Crunch-io / scrunch

Pythonic scripting library for cleaning data in Crunch
GNU Lesser General Public License v3.0
5 stars 7 forks source link

(derived) Editing derived variables/categories #148

Open jamesrkg opened 7 years ago

jamesrkg commented 7 years ago

We'd like a way to edit the derivation expression of a derived variable and/or category, or more specifically to replace it with a new one, e.g.:

# edit a variable derivation (e.g. a derived numeric)
ds[alias].derivation = "q1 / 3"

# edit a category derivation
ds[alias].categories[977].derivation = "q1 in [1, 2, 3"

We'd also like a way to edit a derived category attributes, e.g.:

# edit a derived category
ds[alias].categories[977].edit(name="new name!", numeric_value=None, missing=True)

There appears to be some edge cases where editing numeric_value or missing is problematic because they are 1:1 derived from a source category (does it even make sense in that situation for these to be derived attributes?) but for new categories we should be able to edit anything we like after the fact.

jjdelc commented 7 years ago

The API allows to PATCH the derivation of a derived variable, although we have to check for some restrictions.

Our support may allow for some things to break, for example if you currently have a derivation that returns and array and change the derivation to something totally different. It will break any filters or decks you had pointing to that variable for sure.

Also, if anybody made a derivation with a derived variable as depdencency, the dependent variable is locked and cannot be changed.

For changing category names, it is just a matter to recreate the original derivation expression with the new name and PATCH it in place, this should be supported fine.

mathiasbc commented 7 years ago

Do we want to support all these verifications ? Is there a way to do it in Crunch ?

jamesrkg commented 6 years ago

Can I bump this one please @mathiasbc ? It's not a blocker but I would put it to use straight away if I had it. It seems like there are two parts to this:

It seems from what @jjdelc said that editing a derived expression should be possible (but with an internal re-create?).
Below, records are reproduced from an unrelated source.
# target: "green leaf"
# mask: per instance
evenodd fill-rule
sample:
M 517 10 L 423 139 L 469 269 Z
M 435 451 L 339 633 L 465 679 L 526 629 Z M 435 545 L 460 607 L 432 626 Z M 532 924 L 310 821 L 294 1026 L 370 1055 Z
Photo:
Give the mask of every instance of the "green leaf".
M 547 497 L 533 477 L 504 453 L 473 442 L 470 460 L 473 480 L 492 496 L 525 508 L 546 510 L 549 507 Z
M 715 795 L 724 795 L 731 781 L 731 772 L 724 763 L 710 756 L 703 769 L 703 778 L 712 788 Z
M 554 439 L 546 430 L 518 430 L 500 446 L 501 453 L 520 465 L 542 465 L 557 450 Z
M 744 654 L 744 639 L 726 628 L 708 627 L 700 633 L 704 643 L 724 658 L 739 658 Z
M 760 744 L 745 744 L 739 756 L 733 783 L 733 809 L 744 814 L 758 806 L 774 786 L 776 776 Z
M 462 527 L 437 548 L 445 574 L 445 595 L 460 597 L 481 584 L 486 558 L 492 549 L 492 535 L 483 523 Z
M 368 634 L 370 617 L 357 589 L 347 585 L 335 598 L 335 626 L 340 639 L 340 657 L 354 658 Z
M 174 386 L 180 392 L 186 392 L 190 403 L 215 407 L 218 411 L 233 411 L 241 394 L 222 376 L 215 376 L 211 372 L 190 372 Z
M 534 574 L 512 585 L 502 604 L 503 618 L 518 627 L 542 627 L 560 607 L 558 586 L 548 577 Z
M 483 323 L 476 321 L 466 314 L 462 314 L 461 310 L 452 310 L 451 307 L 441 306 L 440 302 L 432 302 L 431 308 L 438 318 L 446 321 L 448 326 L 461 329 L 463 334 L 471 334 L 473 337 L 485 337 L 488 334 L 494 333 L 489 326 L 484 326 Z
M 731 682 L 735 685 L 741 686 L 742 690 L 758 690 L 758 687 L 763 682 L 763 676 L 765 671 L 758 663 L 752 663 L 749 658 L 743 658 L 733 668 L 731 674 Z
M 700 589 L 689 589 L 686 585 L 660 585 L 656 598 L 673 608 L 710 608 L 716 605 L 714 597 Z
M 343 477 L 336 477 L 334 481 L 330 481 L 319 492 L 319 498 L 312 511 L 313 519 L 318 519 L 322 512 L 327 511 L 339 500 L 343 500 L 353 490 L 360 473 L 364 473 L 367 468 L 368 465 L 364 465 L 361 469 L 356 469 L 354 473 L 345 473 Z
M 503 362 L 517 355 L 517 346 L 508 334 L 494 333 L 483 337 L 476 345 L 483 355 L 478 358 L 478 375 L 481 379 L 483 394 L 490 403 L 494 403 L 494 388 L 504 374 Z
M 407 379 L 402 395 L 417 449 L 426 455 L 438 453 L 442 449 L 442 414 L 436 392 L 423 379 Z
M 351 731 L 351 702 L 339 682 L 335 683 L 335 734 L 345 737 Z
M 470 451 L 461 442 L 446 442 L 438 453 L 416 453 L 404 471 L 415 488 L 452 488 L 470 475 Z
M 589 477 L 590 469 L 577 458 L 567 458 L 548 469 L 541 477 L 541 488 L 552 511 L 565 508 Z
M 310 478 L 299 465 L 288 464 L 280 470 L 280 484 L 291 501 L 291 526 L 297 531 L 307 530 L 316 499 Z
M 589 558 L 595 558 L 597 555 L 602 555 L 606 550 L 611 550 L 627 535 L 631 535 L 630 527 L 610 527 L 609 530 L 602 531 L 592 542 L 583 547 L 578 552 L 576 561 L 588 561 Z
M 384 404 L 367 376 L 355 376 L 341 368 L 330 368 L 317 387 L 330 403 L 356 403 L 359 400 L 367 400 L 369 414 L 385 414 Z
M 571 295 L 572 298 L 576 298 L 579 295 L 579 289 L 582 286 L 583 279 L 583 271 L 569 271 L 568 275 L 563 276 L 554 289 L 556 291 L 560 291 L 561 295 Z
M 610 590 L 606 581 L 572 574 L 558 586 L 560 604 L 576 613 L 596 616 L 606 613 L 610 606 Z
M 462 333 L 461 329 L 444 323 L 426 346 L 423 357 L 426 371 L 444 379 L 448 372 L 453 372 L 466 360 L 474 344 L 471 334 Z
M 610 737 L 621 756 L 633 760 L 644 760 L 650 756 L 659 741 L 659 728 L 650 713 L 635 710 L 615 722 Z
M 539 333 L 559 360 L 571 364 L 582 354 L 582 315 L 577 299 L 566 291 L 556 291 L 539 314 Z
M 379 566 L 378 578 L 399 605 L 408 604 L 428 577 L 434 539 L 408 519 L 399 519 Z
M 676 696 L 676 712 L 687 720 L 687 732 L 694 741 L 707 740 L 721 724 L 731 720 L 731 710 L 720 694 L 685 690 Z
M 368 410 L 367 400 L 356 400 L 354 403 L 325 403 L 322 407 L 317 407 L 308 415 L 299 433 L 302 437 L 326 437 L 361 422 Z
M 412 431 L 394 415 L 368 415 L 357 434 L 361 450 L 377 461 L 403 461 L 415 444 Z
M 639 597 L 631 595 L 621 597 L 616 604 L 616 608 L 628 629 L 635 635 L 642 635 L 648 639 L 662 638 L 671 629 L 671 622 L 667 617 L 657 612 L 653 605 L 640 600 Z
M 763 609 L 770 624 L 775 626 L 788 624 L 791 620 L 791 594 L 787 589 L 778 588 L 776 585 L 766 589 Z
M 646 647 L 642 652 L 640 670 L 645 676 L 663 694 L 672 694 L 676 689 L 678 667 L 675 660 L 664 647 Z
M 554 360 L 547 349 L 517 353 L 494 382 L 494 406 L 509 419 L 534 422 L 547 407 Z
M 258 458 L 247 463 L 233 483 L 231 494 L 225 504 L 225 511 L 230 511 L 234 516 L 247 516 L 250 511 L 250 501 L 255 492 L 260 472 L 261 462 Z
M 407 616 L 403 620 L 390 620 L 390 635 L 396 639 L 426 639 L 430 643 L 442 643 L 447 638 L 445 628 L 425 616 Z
However, if editing the derived expression is problematic I can live without it for a while yet. Not being able to edit the other attributes (name, numeric_value, missing) of a derived category is the more frustrating of the two.

mathiasbc commented 6 years ago

@xbito: What are you thoughts ?

jjdelc commented 6 years ago

About the described scenarios. The Crunch API does not have specific support to change individual parameters of a derivation expression. You always PATCH an updated derivation. So if we'd like to support changing only the name of a category in a derived variable, it would have to be fully handled by Scrunch.

To change the name of a category, you'd need to go into the right section of the expression that generated it and change that single value and then PATCH that gain.

I think that it would be better code-wise to abstract the complexity of understanding each of the expressions and their functions into some classes that allow easier manipulation.

Something like CaseExpression(crunch_expr) and then you can do something like:

case_expr = CaseExpression({...crunch json expr ...})
case_expr.categories[1]['name'] = "new name"

ds['variable'].derivation = case_expr.expression

That way we can factor out much complexity of array functions, case expressions, copy variables or other expressions out of the Dataset class, Variable class, Category class and such. We'd now have encapsulated complexity into each of the functions we support... I'm sure that Arrays will want something similar.

My main concern is that the suggested syntax will bring heaps of code complexity to the existing classes.

jamesrkg commented 4 years ago

@xbito let's talk about this one again. I was reminded by the team that the simple task of editing the labels for derived variables can still only be done in the UI, which is obviously pretty frustrating for them. Patching the derived expression i can live without but editing name, description, notes should be possible.

jjdelc commented 4 years ago

We recently deployed a function that can aid with this, it's called alter_categories and allows to do the following:

Nothing else because we don't want this to be a schema breaking function.

The benefit of this function is that makes any client (Scrunch) that needs to edit category names on any kind of derived variable does NOT need to know about the internal details of how such category/subvariable name came to happen. All it needs to know is to wrap it with alter_categories and set the desired category names.

When editing a variable, we only need to sense if the current derivation of the variable is alter_categories, if so, the client needs to have knowledge only about this and alter it accordingly to obtain the desired results, if it is anything else then we just wrap it. This is to avoid wrapping multiple times nested levels of alter_categories to do things that can be collapsed in one.

jamesrkg commented 4 years ago

Thanks @jjdelc I'll discuss with @xbito later this week.